Could you plz elaborate on your design? I mean how many Alanines are there in your protein sequence? How the random sequences have been allocated? If they are random, how you call them "normal"? I think a normal protein sequence cannot be random, right?

Then what is your question? the one you stated in your title (multiple comparison problem)? or the one stated in your post (is the number of Alanines in your protein greater than expected?

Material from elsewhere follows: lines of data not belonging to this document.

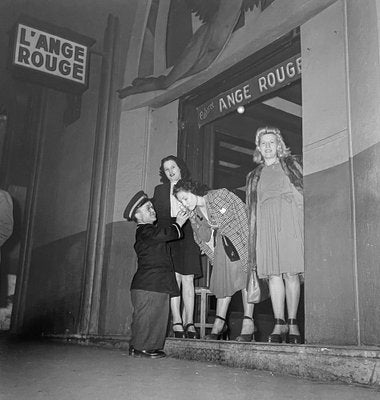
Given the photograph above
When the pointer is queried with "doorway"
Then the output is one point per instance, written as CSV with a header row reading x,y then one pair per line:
x,y
219,153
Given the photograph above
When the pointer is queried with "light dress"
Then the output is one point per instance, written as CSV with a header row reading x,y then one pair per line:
x,y
280,237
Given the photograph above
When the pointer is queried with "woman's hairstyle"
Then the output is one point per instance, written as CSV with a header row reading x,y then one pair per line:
x,y
188,185
282,150
185,173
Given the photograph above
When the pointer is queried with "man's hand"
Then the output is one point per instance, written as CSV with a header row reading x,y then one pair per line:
x,y
182,217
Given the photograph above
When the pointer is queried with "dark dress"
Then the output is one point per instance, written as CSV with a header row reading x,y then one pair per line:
x,y
185,252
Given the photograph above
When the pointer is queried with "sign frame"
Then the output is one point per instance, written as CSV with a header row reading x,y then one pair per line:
x,y
34,75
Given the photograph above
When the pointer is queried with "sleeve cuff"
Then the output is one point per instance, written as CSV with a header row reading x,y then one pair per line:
x,y
179,230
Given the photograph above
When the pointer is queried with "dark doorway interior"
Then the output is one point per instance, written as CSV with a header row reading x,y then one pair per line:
x,y
220,152
233,137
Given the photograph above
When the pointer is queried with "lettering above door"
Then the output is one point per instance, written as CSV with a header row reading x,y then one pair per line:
x,y
51,56
269,81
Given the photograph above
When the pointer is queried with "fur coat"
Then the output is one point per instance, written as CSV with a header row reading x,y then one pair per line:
x,y
292,166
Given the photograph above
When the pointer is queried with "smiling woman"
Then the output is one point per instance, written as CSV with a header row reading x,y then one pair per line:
x,y
220,226
185,253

And if you have 9 amino acids? or 9 proteins? I see you have said both.

-------------

As some suggestions, I think you don't have a multiple comparison case, if you are comparing a single sequence with 1000 sequences.

If you care about only the number of Alanines in your protein, well you are comparing a single ratio with 1000 other ratios. Lets say your sequence has 3 Alanines. So your Alanine ratio is 33.3%. You will check if this ratio differs from the ratios in those 1000 normal sequences... You can use a chi-square test. You have for example 3 Alanines in your 9-AA sequence. You have 1430 Alanines in your 9000-AA collective random AA bank. So your chi-square would compare 3 / 6 versus 1430 / (9000 - 1430). You won't need correcting for multiple comparisons.

You can also use a chi-square goodness of fit test.

Also instead of having 1000 random sequences, you can calculate the expected ratio by calculating the possibility of Alanines and other amino acids. So you have 9 cells, each of which can take 20 amino acids, and only one of them is Alanine.... This way, you will have a potential number of sequences with a limited number of sequences including different numbers of Alanine. You can count those Alanine-included sequences and calculate the average of them, as the expected Random value.

-----------------------------------

As long as you are concerned with the number of Alanines in your 9-AA sequence, you have actually only one single comparison.Is the chi-square still the best option? Or do I need something to correct for the 1 vs 1000 comparisons?